Financing a car with bad credit used to be nearly impossible. However, thousands of car dealerships today pride themselves in providing loans to car buyers with little to no credit. But how can you be sure which loan is right for you?
Vehicle loans come in all shapes and sizes – different interest rates, different loan terms and different ways to pay. Whether you have no credit or a top-tier score, you can learn which loan is right for you and how to finance the car of your dreams.
Whether you need to know how to finance a used car or are interested in driving a brand-new vehicle off the lot, there are a few options at your disposal. The finance method you choose depends on several factors, such as your credit score, type of loan you need, purchase price of the vehicle and age.
Used Car Loans
A used car is one that has had at least one previous owner, even if the model year is current. Used car loans are available to finance the cost of the car. These cars can offer the biggest bang for the buck, even with a few thousand miles on them, because the purchase price can be thousands less than a new car that is just one year older.
New Car Loans
When getting a new car, buyers have a few more options. They can choose to lease the vehicle, typically for two to three years, or finance it. They can finance the vehicle with the auto maker (known as a captive finance company), a bank that is approved by the dealer or find their own bank or credit union to provide them with a loan.
Leasing a New Car
Leasing typically requires a car down payment, which is a certain amount of money a buyer pays out of pocket to secure a monthly payment. A lease is essentially renting the car from the dealer, who owns it throughout the time that the lessee drives it.
The benefit of a lease is typically lower monthly payments, though lessees are restricted to driving a certain number of miles each year. If they go over the allotted mileage, they must pay a predetermined amount per mile (usually around $.10 per mile), which may not be a good option for ride-share drivers. At the end of the lease term, the lessee can return the vehicle or choose to buy it.
Auto Loan Rates
When securing a car loan, buyers must understand the expected interest they will pay on the life of the loan. An interest rate is a certain percentage that the lender keeps in exchange for providing the loan. The higher the rate, the more money the car buyer will pay over the life of the loan.
Auto loan rates depend on several factors, including the borrower’s credit score, his or her age and area of residence, age of the vehicle, loan term and total amount financed. Many borrowers believe that buying a used car will provide them with a lower rate, but the opposite is true. Since older cars are worth less, the lender is taking more of a risk if the borrower fails to pay.

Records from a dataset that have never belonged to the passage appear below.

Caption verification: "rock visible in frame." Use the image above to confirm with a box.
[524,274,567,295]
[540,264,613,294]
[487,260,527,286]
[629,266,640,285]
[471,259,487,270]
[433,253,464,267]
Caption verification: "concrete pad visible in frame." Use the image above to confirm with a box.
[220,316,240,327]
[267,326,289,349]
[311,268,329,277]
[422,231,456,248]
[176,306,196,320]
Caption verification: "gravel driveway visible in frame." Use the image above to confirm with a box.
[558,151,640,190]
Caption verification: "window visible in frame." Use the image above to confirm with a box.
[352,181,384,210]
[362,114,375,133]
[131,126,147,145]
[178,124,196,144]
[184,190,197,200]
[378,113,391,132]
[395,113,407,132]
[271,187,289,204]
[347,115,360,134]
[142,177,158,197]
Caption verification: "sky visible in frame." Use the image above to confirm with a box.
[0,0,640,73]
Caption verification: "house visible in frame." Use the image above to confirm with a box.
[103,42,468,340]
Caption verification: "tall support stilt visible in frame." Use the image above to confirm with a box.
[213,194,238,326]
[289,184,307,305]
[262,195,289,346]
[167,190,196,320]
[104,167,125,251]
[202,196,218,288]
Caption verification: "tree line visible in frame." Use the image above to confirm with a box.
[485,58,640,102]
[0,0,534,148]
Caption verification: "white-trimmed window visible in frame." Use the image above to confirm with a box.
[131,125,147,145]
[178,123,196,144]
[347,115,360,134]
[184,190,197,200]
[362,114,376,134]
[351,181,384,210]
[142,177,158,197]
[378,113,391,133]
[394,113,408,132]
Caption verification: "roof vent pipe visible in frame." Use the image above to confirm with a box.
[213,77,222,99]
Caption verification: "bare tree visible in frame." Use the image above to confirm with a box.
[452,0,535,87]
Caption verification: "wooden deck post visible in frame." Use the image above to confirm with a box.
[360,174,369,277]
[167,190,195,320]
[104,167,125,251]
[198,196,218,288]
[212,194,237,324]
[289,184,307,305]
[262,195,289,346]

Current car interest rates can be as low as zero percent and as high as 15 percent. Currently, the national average on a 60-month loan term is 4.21 percent. So, the total cost of a $20,000 car purchased at a 4.21 percent interest rate with a 60-month term results in a total cost of $22,214 after the interest is calculated.
Do I need to pay a car down payment?
A car down payment may not be required to secure a vehicle loan. A down payment is a certain amount of money that a car buyer pays up front before the loan is processed. The more money the buyer puts down, the lower the total amount financed.
Down payments are usually required for leases but are often negotiable. For example, to secure a low monthly lease payment of less than $300 per month, a dealership may require a buyer to pay $3,000 down. If they choose to only pay $2,000 down, the monthly payment will be higher because the total loan amount is higher.
Buyers who are financing a car with bad credit may not be able to avoid the down payment. Many lenders will provide loans to buyers with poor credit, but they must be able to pay a predetermined amount up front. Alternatively, lenders may accept another vehicle as a trade-in instead of a down payment.
Refinancing Your Car
Knowing how to refinance your car is important to understand all your options. Refinancing simply means using a new car loan to pay off the existing loan with a better interest rate, longer loan term or lower monthly payments.
Knowing when to refinance is just as important. Borrowers who run into financial troubles may choose to refinance their car for lower monthly payments. This is done by extending the life of the loan. Although they will be paying more interest over the long run by extending the loan term, their monthly payments may fit better into their budget.
Another key time to refinance is when interest rates drop. Buyers may be able to get a better rate by securing a new loan and paying off the old one. This means they will pay less for the vehicle throughout the life of the loan. Buyers should always pay attention to consumer loan rates.
Buyers who have improved credit scores are also ideal candidates for refinancing. Lenders typically provide loans with lower interest rates to car buyers with higher scores. After a few years of a steadily rising credit score, buyers can begin searching for a new lender who will provide them a better rate.